2012 – 2015 Research Assistant
Replacement of animal derived products for prevention of rabies in under-developed countries
Professor Julian Ma
The purpose of this project is to develop an alternative medicine for the prevention of rabies that avoids the use of animal derived products.
Although only rarely seen now in UK, rabies continues to be serious and lethal infection in many countries, particularly in SE Asia and Africa, where infected animals are commonly found living alongside humans.
In most developing parts of the world, the mainstay to controlling rabies is to administer treatment to patients after that have been bitten by a suspect animal.

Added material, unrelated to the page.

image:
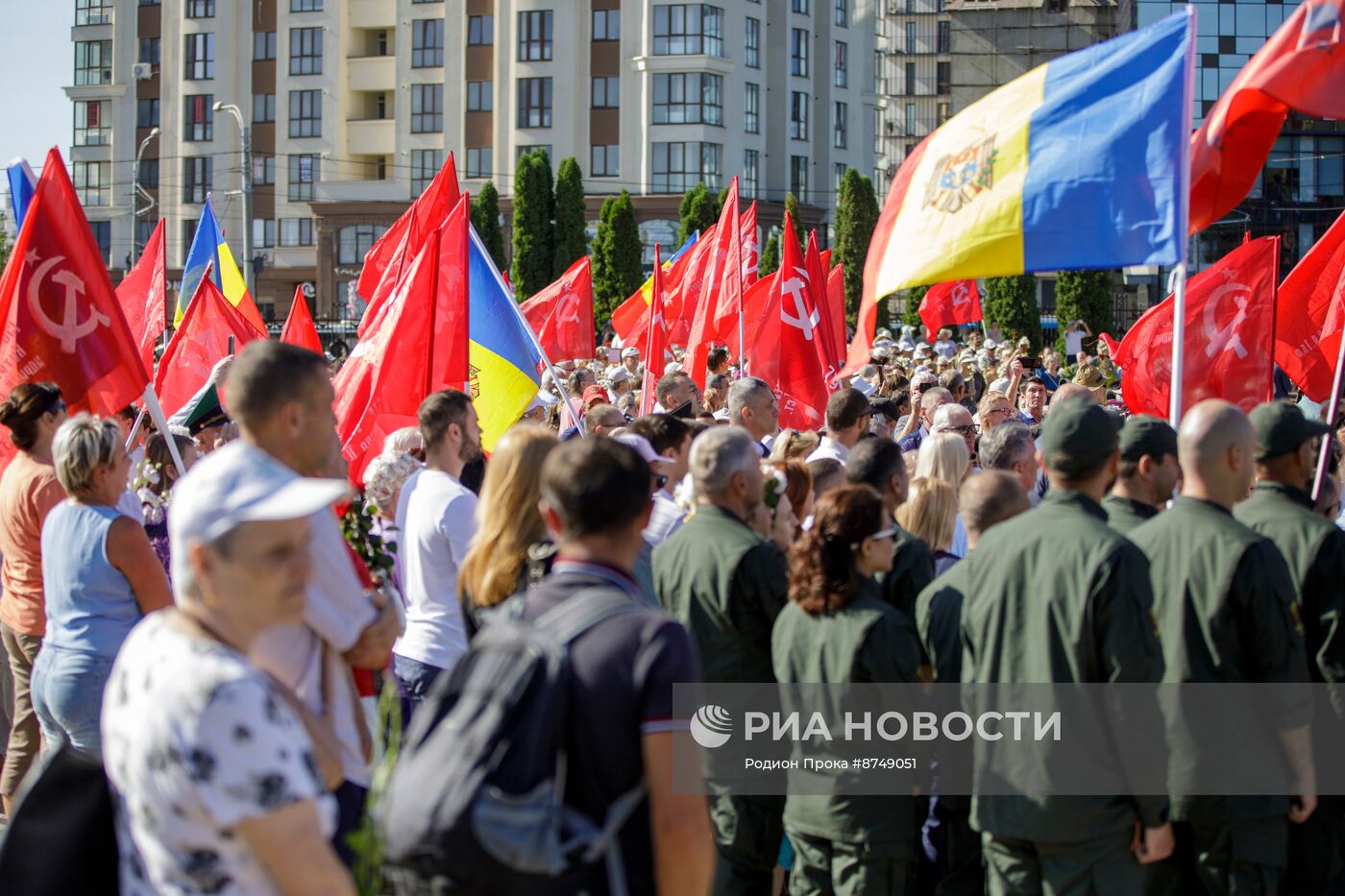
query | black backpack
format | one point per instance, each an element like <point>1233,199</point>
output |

This avoids the need to vaccinate the whole population which is costly, but it does mean that in addition to the vaccine, another product rabies immunoglobulin (RIG) needs to be given around the bite wound, to protect the patient against infection until the vaccine can work.
RIG is purified from the blood of human volunteers, or more commonly in developing countries, horses who are intentionally vaccinated against rabies.
In the last 10 years, we have investigated how to make the components of RIG in plants that have been genetically modified specifically for this product. Over the next 3 years, we propose to establish the critical proof of concept for plants as an alternative production system for RIG.
We will grow RIG producing GM plants in glass containers within a closed environment. The plants will be grown under very controlled conditions using a hydroponic system, which will allow us to control the quality of the RIG product made and ensure that it meets the requirements for regulated pharmceutical production. We believe that plants are the future for making RIG, and would eliminate the need to use human or animal derived products.
If successful, this method can be used for the production of antibodies and will have a huge replacement factor on animals.